Shares of airlines also fell sharply after Delta’s updated forecast on third-quarter earnings disappointed the market, and shares of automakers were down sharply after Toyota and Honda reported a steep decline in sales in the United States.
Large technology companies weighed heavily on the market. Apple and Microsoft — the two largest companies in the S&P 500, by market value — both fell sharply.
Sudden outbreaks of economic panic have been a recurrent feature of the markets in the past year, part of a dynamic of worry and relief that has whipsawed investors repeatedly.
In December stocks plummeted 9 percent, before soaring almost 8 percent in January after the Federal Reserve indicated it would cut interest rates to offset potential economic damage from the trade fight. Similar swings took place in May and June.

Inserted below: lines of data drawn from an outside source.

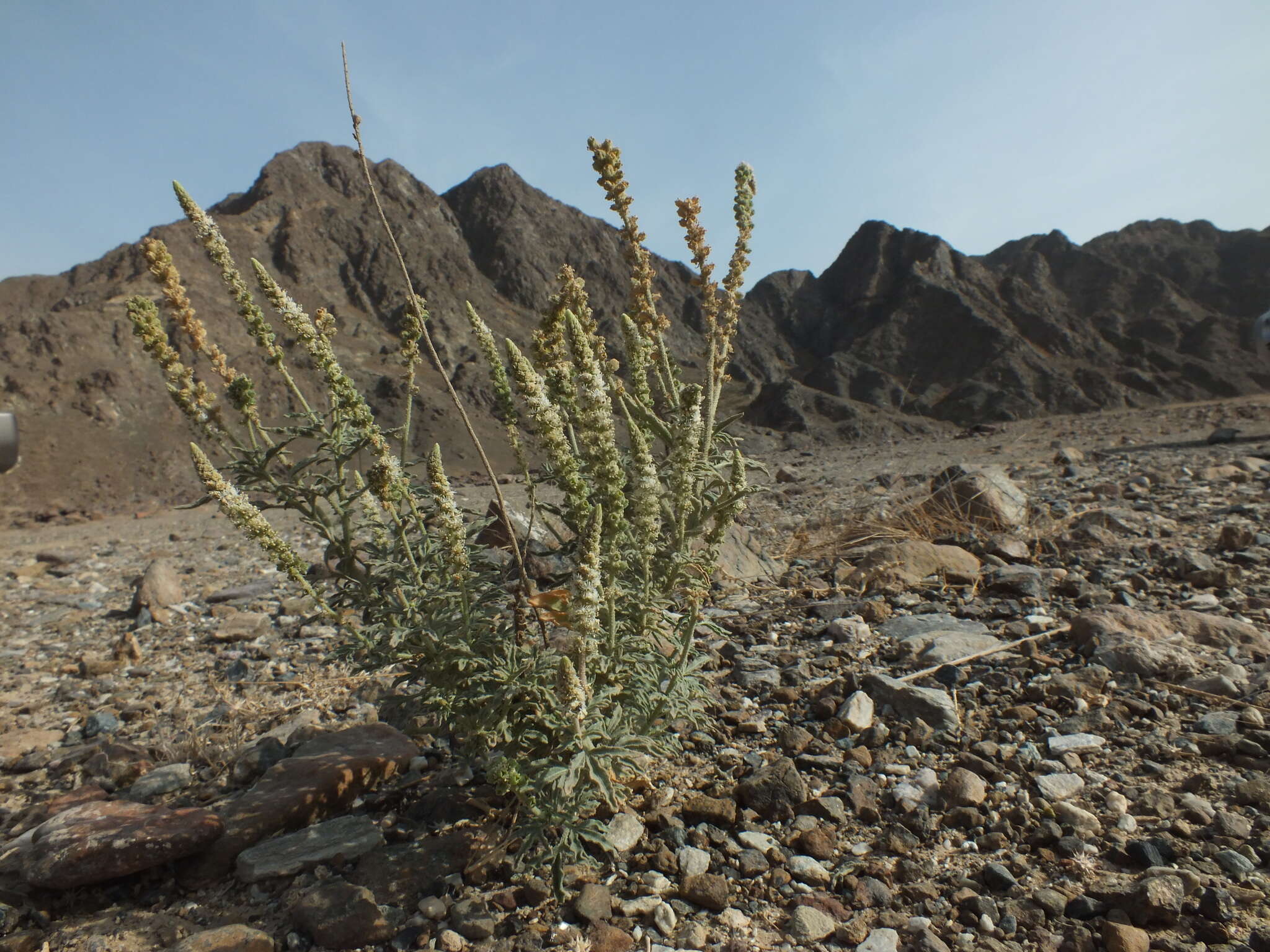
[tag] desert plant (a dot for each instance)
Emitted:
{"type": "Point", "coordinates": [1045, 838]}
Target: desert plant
{"type": "Point", "coordinates": [561, 694]}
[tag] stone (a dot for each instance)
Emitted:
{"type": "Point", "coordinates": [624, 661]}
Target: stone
{"type": "Point", "coordinates": [858, 712]}
{"type": "Point", "coordinates": [1219, 723]}
{"type": "Point", "coordinates": [711, 810]}
{"type": "Point", "coordinates": [762, 842]}
{"type": "Point", "coordinates": [473, 919]}
{"type": "Point", "coordinates": [162, 780]}
{"type": "Point", "coordinates": [1160, 644]}
{"type": "Point", "coordinates": [665, 918]}
{"type": "Point", "coordinates": [244, 626]}
{"type": "Point", "coordinates": [964, 788]}
{"type": "Point", "coordinates": [693, 861]}
{"type": "Point", "coordinates": [1121, 937]}
{"type": "Point", "coordinates": [100, 723]}
{"type": "Point", "coordinates": [605, 937]}
{"type": "Point", "coordinates": [236, 593]}
{"type": "Point", "coordinates": [398, 875]}
{"type": "Point", "coordinates": [881, 941]}
{"type": "Point", "coordinates": [863, 795]}
{"type": "Point", "coordinates": [624, 832]}
{"type": "Point", "coordinates": [1157, 902]}
{"type": "Point", "coordinates": [595, 903]}
{"type": "Point", "coordinates": [742, 558]}
{"type": "Point", "coordinates": [1236, 865]}
{"type": "Point", "coordinates": [945, 649]}
{"type": "Point", "coordinates": [774, 791]}
{"type": "Point", "coordinates": [1081, 821]}
{"type": "Point", "coordinates": [20, 742]}
{"type": "Point", "coordinates": [323, 777]}
{"type": "Point", "coordinates": [1019, 582]}
{"type": "Point", "coordinates": [998, 879]}
{"type": "Point", "coordinates": [807, 870]}
{"type": "Point", "coordinates": [1076, 744]}
{"type": "Point", "coordinates": [982, 495]}
{"type": "Point", "coordinates": [818, 843]}
{"type": "Point", "coordinates": [908, 701]}
{"type": "Point", "coordinates": [326, 843]}
{"type": "Point", "coordinates": [340, 915]}
{"type": "Point", "coordinates": [257, 759]}
{"type": "Point", "coordinates": [158, 587]}
{"type": "Point", "coordinates": [228, 938]}
{"type": "Point", "coordinates": [708, 890]}
{"type": "Point", "coordinates": [1060, 786]}
{"type": "Point", "coordinates": [898, 566]}
{"type": "Point", "coordinates": [808, 924]}
{"type": "Point", "coordinates": [102, 840]}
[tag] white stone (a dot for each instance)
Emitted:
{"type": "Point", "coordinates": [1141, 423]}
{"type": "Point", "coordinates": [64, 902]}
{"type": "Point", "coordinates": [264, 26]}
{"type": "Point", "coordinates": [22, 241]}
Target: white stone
{"type": "Point", "coordinates": [641, 906]}
{"type": "Point", "coordinates": [693, 861]}
{"type": "Point", "coordinates": [807, 870]}
{"type": "Point", "coordinates": [433, 908]}
{"type": "Point", "coordinates": [881, 941]}
{"type": "Point", "coordinates": [809, 924]}
{"type": "Point", "coordinates": [665, 919]}
{"type": "Point", "coordinates": [1060, 786]}
{"type": "Point", "coordinates": [1118, 805]}
{"type": "Point", "coordinates": [1076, 744]}
{"type": "Point", "coordinates": [858, 712]}
{"type": "Point", "coordinates": [625, 832]}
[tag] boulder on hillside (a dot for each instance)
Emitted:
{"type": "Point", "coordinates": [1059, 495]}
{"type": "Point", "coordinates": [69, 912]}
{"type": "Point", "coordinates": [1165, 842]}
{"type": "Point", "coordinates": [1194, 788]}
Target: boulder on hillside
{"type": "Point", "coordinates": [982, 495]}
{"type": "Point", "coordinates": [898, 566]}
{"type": "Point", "coordinates": [1161, 645]}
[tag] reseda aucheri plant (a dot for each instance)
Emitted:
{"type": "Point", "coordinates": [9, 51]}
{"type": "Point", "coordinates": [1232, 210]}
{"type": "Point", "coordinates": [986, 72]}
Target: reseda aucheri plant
{"type": "Point", "coordinates": [561, 695]}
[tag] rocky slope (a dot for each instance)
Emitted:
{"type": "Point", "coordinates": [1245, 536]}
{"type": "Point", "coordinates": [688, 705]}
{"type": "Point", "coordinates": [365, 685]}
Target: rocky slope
{"type": "Point", "coordinates": [898, 329]}
{"type": "Point", "coordinates": [184, 769]}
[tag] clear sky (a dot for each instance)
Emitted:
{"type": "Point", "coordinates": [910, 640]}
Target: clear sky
{"type": "Point", "coordinates": [980, 121]}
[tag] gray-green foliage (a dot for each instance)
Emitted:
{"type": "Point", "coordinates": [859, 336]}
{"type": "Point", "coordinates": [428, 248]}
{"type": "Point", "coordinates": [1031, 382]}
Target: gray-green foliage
{"type": "Point", "coordinates": [558, 695]}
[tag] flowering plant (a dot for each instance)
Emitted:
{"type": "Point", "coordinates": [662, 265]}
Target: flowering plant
{"type": "Point", "coordinates": [558, 695]}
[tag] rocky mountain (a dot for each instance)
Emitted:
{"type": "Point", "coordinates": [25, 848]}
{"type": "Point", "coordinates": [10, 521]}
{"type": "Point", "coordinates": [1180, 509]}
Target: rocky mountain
{"type": "Point", "coordinates": [1153, 312]}
{"type": "Point", "coordinates": [900, 328]}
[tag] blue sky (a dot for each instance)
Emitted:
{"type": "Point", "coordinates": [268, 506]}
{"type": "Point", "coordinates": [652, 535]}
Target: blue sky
{"type": "Point", "coordinates": [980, 121]}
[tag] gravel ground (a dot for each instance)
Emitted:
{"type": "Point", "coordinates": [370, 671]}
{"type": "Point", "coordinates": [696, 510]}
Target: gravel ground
{"type": "Point", "coordinates": [1101, 782]}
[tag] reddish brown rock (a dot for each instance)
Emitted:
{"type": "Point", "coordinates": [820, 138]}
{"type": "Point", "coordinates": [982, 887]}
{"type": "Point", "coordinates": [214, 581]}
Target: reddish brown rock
{"type": "Point", "coordinates": [321, 780]}
{"type": "Point", "coordinates": [102, 840]}
{"type": "Point", "coordinates": [228, 938]}
{"type": "Point", "coordinates": [609, 938]}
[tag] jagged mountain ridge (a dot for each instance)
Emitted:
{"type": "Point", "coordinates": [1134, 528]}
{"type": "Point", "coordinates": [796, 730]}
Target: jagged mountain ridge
{"type": "Point", "coordinates": [898, 323]}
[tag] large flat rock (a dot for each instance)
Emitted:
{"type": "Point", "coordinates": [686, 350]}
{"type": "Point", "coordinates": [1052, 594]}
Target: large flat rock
{"type": "Point", "coordinates": [321, 780]}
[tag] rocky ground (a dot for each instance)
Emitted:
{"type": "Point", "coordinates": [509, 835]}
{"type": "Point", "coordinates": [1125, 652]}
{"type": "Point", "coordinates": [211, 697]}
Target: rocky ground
{"type": "Point", "coordinates": [186, 769]}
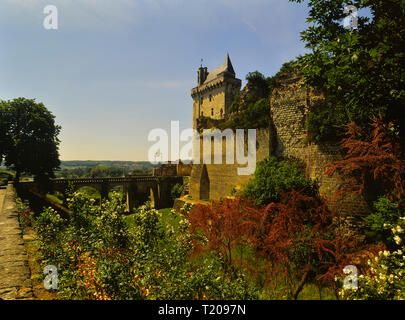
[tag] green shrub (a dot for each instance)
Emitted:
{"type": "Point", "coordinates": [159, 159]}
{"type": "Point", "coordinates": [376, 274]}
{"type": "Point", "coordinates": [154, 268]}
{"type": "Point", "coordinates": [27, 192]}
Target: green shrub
{"type": "Point", "coordinates": [176, 191]}
{"type": "Point", "coordinates": [386, 213]}
{"type": "Point", "coordinates": [273, 176]}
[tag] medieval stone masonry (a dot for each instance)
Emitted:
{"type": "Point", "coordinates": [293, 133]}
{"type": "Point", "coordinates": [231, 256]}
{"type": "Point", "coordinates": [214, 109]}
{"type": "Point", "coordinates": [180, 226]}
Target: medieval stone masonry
{"type": "Point", "coordinates": [286, 136]}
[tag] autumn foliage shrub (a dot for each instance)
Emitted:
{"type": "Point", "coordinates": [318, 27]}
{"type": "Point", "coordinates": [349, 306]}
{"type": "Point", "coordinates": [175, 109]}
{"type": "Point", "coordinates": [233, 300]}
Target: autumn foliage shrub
{"type": "Point", "coordinates": [372, 161]}
{"type": "Point", "coordinates": [298, 237]}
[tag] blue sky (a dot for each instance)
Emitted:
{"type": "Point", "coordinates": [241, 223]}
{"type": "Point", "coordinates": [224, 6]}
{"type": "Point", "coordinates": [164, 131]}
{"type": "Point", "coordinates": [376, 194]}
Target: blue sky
{"type": "Point", "coordinates": [116, 69]}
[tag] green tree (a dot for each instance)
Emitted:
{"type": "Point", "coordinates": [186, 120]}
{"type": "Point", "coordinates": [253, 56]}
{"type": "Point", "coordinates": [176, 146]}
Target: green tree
{"type": "Point", "coordinates": [4, 130]}
{"type": "Point", "coordinates": [31, 138]}
{"type": "Point", "coordinates": [273, 177]}
{"type": "Point", "coordinates": [361, 71]}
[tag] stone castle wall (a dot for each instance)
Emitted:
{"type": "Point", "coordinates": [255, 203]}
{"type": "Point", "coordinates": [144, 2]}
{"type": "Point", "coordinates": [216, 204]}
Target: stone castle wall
{"type": "Point", "coordinates": [291, 101]}
{"type": "Point", "coordinates": [216, 181]}
{"type": "Point", "coordinates": [287, 137]}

October’s decline stands out in part because trading was remarkably muted in September. But growing evidence of economic damage tied to the trade war has pushed the issue to the forefront of investors’ minds once again.

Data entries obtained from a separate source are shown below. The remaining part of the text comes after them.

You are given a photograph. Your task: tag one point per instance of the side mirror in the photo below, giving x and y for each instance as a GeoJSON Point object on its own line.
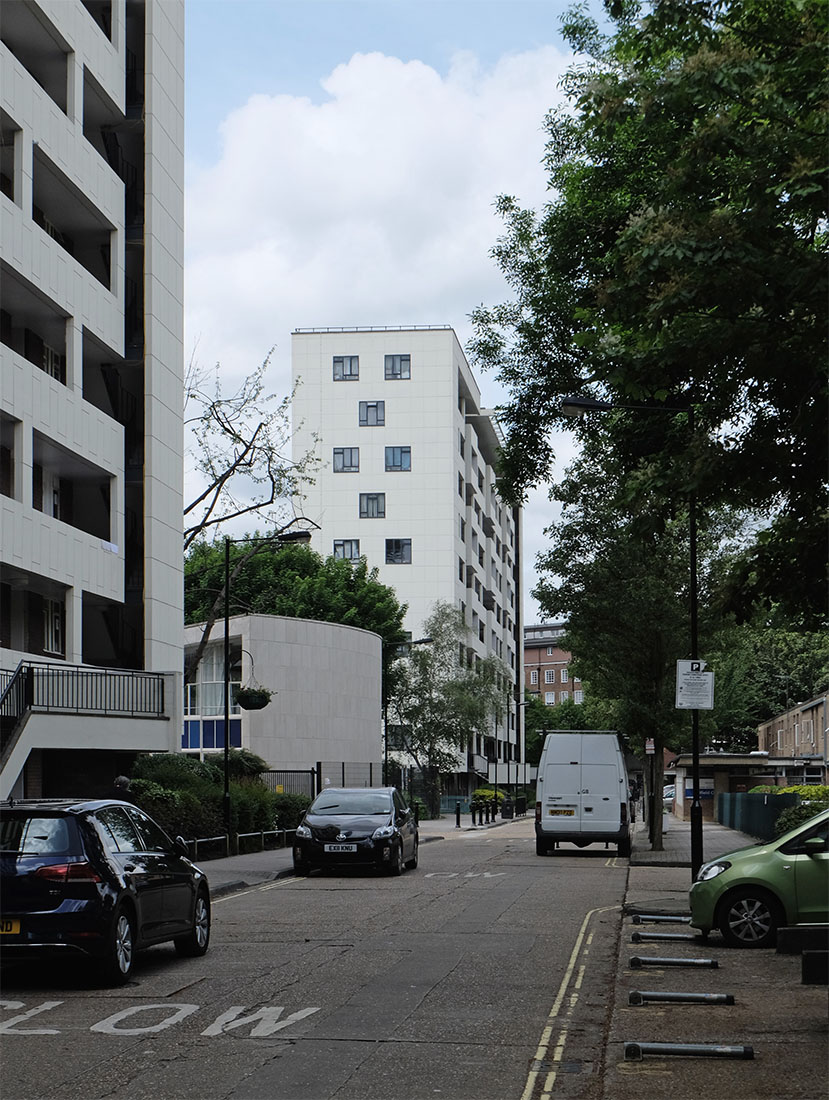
{"type": "Point", "coordinates": [814, 845]}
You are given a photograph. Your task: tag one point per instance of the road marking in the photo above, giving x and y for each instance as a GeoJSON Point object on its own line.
{"type": "Point", "coordinates": [546, 1035]}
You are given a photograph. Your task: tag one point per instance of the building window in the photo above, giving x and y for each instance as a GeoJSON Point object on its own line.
{"type": "Point", "coordinates": [372, 414]}
{"type": "Point", "coordinates": [372, 505]}
{"type": "Point", "coordinates": [398, 366]}
{"type": "Point", "coordinates": [346, 367]}
{"type": "Point", "coordinates": [398, 458]}
{"type": "Point", "coordinates": [398, 551]}
{"type": "Point", "coordinates": [53, 626]}
{"type": "Point", "coordinates": [347, 549]}
{"type": "Point", "coordinates": [346, 460]}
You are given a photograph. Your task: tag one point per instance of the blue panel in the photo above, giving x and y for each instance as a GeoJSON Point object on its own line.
{"type": "Point", "coordinates": [219, 733]}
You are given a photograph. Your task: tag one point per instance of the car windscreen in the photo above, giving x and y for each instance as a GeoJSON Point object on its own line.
{"type": "Point", "coordinates": [332, 803]}
{"type": "Point", "coordinates": [24, 834]}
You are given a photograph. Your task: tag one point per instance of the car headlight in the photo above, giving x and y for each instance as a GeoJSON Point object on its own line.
{"type": "Point", "coordinates": [711, 870]}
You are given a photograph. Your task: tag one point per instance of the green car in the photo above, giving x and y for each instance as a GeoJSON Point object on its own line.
{"type": "Point", "coordinates": [750, 893]}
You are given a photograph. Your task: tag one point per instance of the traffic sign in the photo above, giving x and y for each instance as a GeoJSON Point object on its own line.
{"type": "Point", "coordinates": [694, 686]}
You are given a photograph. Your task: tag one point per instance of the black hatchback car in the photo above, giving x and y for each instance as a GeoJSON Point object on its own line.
{"type": "Point", "coordinates": [96, 877]}
{"type": "Point", "coordinates": [365, 825]}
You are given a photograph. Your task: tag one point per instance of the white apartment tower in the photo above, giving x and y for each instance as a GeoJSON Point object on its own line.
{"type": "Point", "coordinates": [91, 180]}
{"type": "Point", "coordinates": [407, 480]}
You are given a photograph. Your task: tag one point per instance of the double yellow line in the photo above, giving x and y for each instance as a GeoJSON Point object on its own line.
{"type": "Point", "coordinates": [555, 1033]}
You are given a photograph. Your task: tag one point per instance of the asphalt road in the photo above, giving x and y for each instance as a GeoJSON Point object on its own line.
{"type": "Point", "coordinates": [465, 979]}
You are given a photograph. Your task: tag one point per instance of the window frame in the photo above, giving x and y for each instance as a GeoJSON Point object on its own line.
{"type": "Point", "coordinates": [405, 546]}
{"type": "Point", "coordinates": [398, 468]}
{"type": "Point", "coordinates": [343, 376]}
{"type": "Point", "coordinates": [343, 469]}
{"type": "Point", "coordinates": [342, 543]}
{"type": "Point", "coordinates": [401, 375]}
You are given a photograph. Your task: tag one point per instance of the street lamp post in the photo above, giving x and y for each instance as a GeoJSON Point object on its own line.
{"type": "Point", "coordinates": [576, 406]}
{"type": "Point", "coordinates": [285, 537]}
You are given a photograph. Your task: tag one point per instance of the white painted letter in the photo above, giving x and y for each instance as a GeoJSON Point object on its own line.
{"type": "Point", "coordinates": [267, 1021]}
{"type": "Point", "coordinates": [179, 1012]}
{"type": "Point", "coordinates": [8, 1029]}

While the United States is less exposed to trade wars than other large economies, it is not completely immune. Economists now expect that economic growth in the country will fall below 2 percent next year, according to estimates compiled by FactSet.
And whether that United States can generate even that lower level of growth hinges on whether consumer spending — which accounts for about two-thirds of economic activity — remains strong.

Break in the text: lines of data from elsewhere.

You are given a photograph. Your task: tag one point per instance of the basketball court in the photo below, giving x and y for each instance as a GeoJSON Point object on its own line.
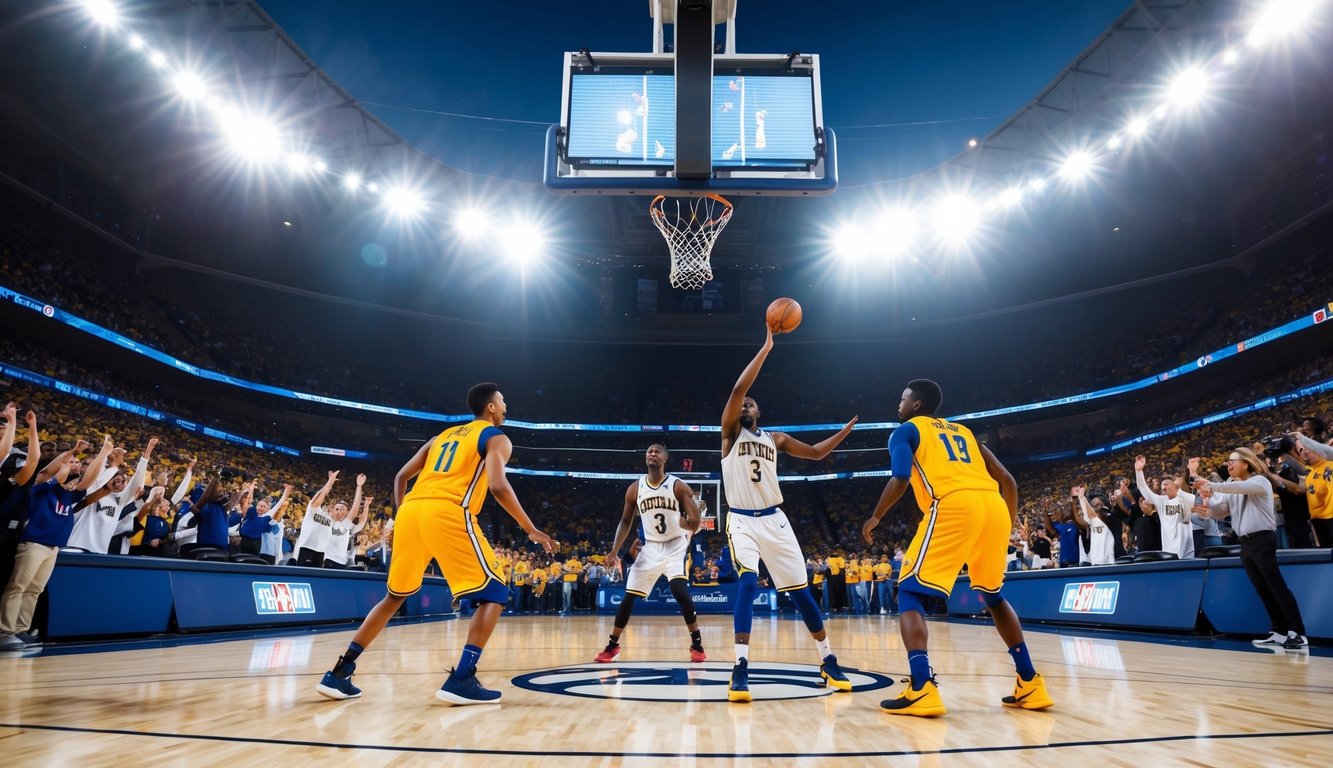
{"type": "Point", "coordinates": [1120, 700]}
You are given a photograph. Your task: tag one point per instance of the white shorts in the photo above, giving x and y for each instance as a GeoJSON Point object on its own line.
{"type": "Point", "coordinates": [657, 559]}
{"type": "Point", "coordinates": [772, 540]}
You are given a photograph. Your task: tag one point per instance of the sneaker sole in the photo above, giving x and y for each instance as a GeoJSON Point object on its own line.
{"type": "Point", "coordinates": [335, 694]}
{"type": "Point", "coordinates": [1047, 704]}
{"type": "Point", "coordinates": [461, 702]}
{"type": "Point", "coordinates": [835, 684]}
{"type": "Point", "coordinates": [917, 711]}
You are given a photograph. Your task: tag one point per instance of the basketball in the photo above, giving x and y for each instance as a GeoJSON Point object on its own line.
{"type": "Point", "coordinates": [784, 315]}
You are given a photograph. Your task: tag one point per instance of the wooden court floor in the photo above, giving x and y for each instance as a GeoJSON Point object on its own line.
{"type": "Point", "coordinates": [1119, 702]}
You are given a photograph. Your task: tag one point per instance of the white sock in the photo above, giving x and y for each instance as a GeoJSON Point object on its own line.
{"type": "Point", "coordinates": [824, 648]}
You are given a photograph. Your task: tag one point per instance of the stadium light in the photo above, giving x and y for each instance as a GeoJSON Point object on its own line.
{"type": "Point", "coordinates": [1188, 87]}
{"type": "Point", "coordinates": [1076, 166]}
{"type": "Point", "coordinates": [1280, 18]}
{"type": "Point", "coordinates": [251, 138]}
{"type": "Point", "coordinates": [955, 219]}
{"type": "Point", "coordinates": [188, 86]}
{"type": "Point", "coordinates": [523, 243]}
{"type": "Point", "coordinates": [103, 12]}
{"type": "Point", "coordinates": [404, 203]}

On Friday, the Labor Department will report on the monthly pace of hiring in the United States, and economists expect that report to show unemployment remained near a 50-year low in September. That could help calm investors’ nerves.
“That’s more people with more jobs and more money,” said Mr. Clemons. “And that’s 68 percent of the economic equation.”
In Europe, where manufacturing accounts for a larger share of economic output, the selling on Wednesday was sharper than in the United States. Britain’s FTSE 100 dropped more than 3 percent, its worst decline this year, while Germany’s Dax index dropped 2.8 percent.
Germany has become a point of concern for investors, with its factory orders dropping as Chinese companies, hit by tariffs on exports to the United States, purchase less German machinery.
At the same time, Britain remains enmeshed in negotiations over Brexit and faces huge uncertainty over its future trading relationship with Europe. Prime Minister Boris Johnson is set to unveil a new proposal on Wednesday for the terms of leaving the European Union at a Conservative Party conference, but there is still a risk that Britain will leave the bloc at the end of the month without a deal.
Stocks had weakened slightly, in Asia but not to the same extent experienced in Europe
President Trump, who has a close eye on the stock market and has in the past touted its gains as a report card on his presidency, blamed the decline on an impeachment inquiry by Democrats. “All of this impeachment nonsense, which is going nowhere, is driving the Stock Market, and your 401K’s, down,” he wrote on twitter on Wednesday.
But concerns about the economic outlook were apparent in other financial markets also. Yields on government bonds and crude oil prices, both of which are reactive to economic concerns, also fell.